Ausreißerin auf vier Pfoten in Plauen wieder da

Plauen - Pünktlich zu Weihnachten ist sie wieder zurück, die freiheitsliebende Maria. Der Schäferhund-Mix kam am 31. Juli ins Plauener Tierheim, nachdem er bereits eine Weile im Raum Markneukirchen gesichtet wurde.

 

Als "streunender" Hund war sie unterwegs, bekam ab und zu mal Futter von Anwohnern. Als sie regelmäßig wiederkam, wurde sie gezielt angefüttert, eingefangen und ins Tierheim an den Galgenberg in Plauen gebracht.

Mehr als zwei Wochen lebte sie dort, hatte sich gut eingelebt. War sehr zutraulich, verschmust und freundlich zu Menschen. Ein Chip im Ohr verriet, dass sie im Tierheim Eisenach entlaufen war. Dort erzählten die Mitarbeiter von einer Vermittlung im Januar und dem eigentlichen Namen Hexe. Wie die Hündin damals nach Markneukirchen kam, bleibt bis heute ein großes Rätsel. Für die Plauener blieb sie weiter Maria.

Um ihr etwas Gutes zu tun, durfte sie am 12. August in den Hundeauslauf, wo sie bereits kurze Zeit später den zwei Meter hohen Zaun überkletterte und ins Haus kam. Dort erschrak sie sich fürchterlich vor einem umfallenden Besen und lief davon. Lange gab es kein Lebenszeichen von ihr. Keiner wusste wo sie ist, ob sie überhaupt alleine in der "Wildnis" durchkam. Schon im Frühjahr erwies sie sich als wahre Überlebenskünstlerin, streifte wochenland durch Stadt und Wälder, wie wohl auch diesmal. Ende Oktober fuhr Franziska Behrens vom Tierheim mit der Straßenbahn nach Hause.

 

Mitten in der Stadt, in aller Seelenruhe trottete die Hündin die Straße entlang. Von da an gab es immer mal wieder Leute, die von ihr berichteten. Zutraulich wie sie war, schnüffelte sie an Taschen und kam oft ganz nah an Passanten. Jedoch einfangen ließ sie sich von niemanden.
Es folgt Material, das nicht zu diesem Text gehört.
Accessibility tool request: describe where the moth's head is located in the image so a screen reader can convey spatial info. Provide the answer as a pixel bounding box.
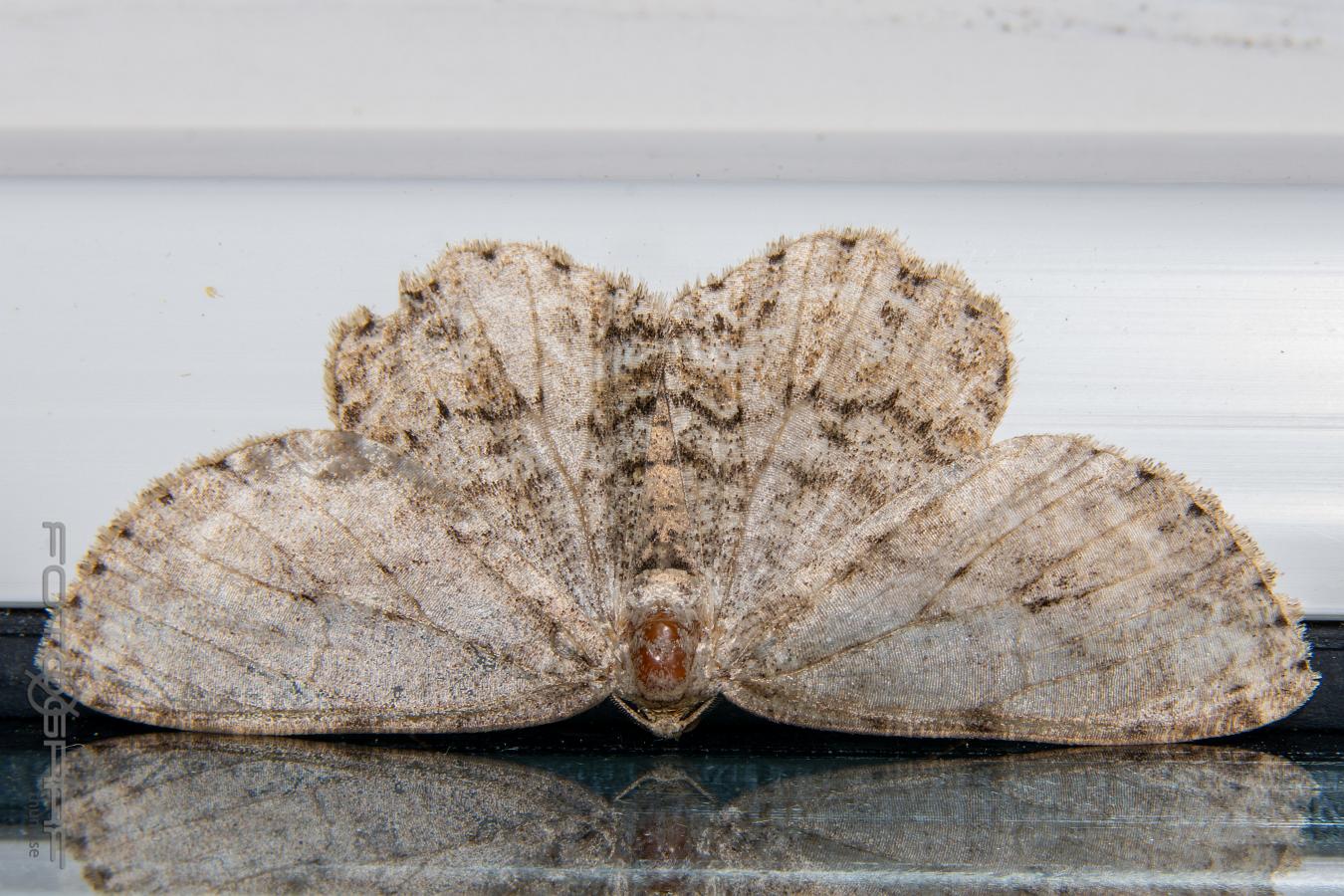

Seit ein paar Tagen hielt sie sich im Stadtpark auf. Eine Anwohnerin gab ihr immer wieder Futter, konnte auch nah an sie heran. Doch so schnell wie Maria da war, war sie auch wieder weg. In Absprache mit dem Tierheim sollte der richtige Moment abgepasst werden. Mehrere Versuche scheiterten. Am frühen Donnerstag klingelte das Telefon. Maria sei vor dem Haus und fresse. Petra Schmidt machte sich sofort auf den Weg und hatte Glück. Vor ihr stand die Hündin, ließ sich sogar mit Leckerchen locken. Schmuste gleich und schien sich über das Wiedersehen zu freuen. Doch jedem Griff nach dem Halsband wich sie aus. Ein benachbarter Hund forderte sie zum Spielen auf und lenkte sie so von den Menschen ab. In einem guten Moment schnappte die Leine in die Öse am Hals.

Nun wird sie vorerst in einem Zwinger verweilen müssen, denn das Risiko, sie wieder entwischen zu lassen, möchte keiner eingehen. Schön wäre es, wenn sie schnell vermittelt werden könnte, sei sie doch so lieb und menschenfreundlich. Allerdings sollten die zukünftigen Besitzer möglichst immer in ihrer Nähe sein und auch von der Leine kann sie beim Spaziergang eher nicht gelassen werden.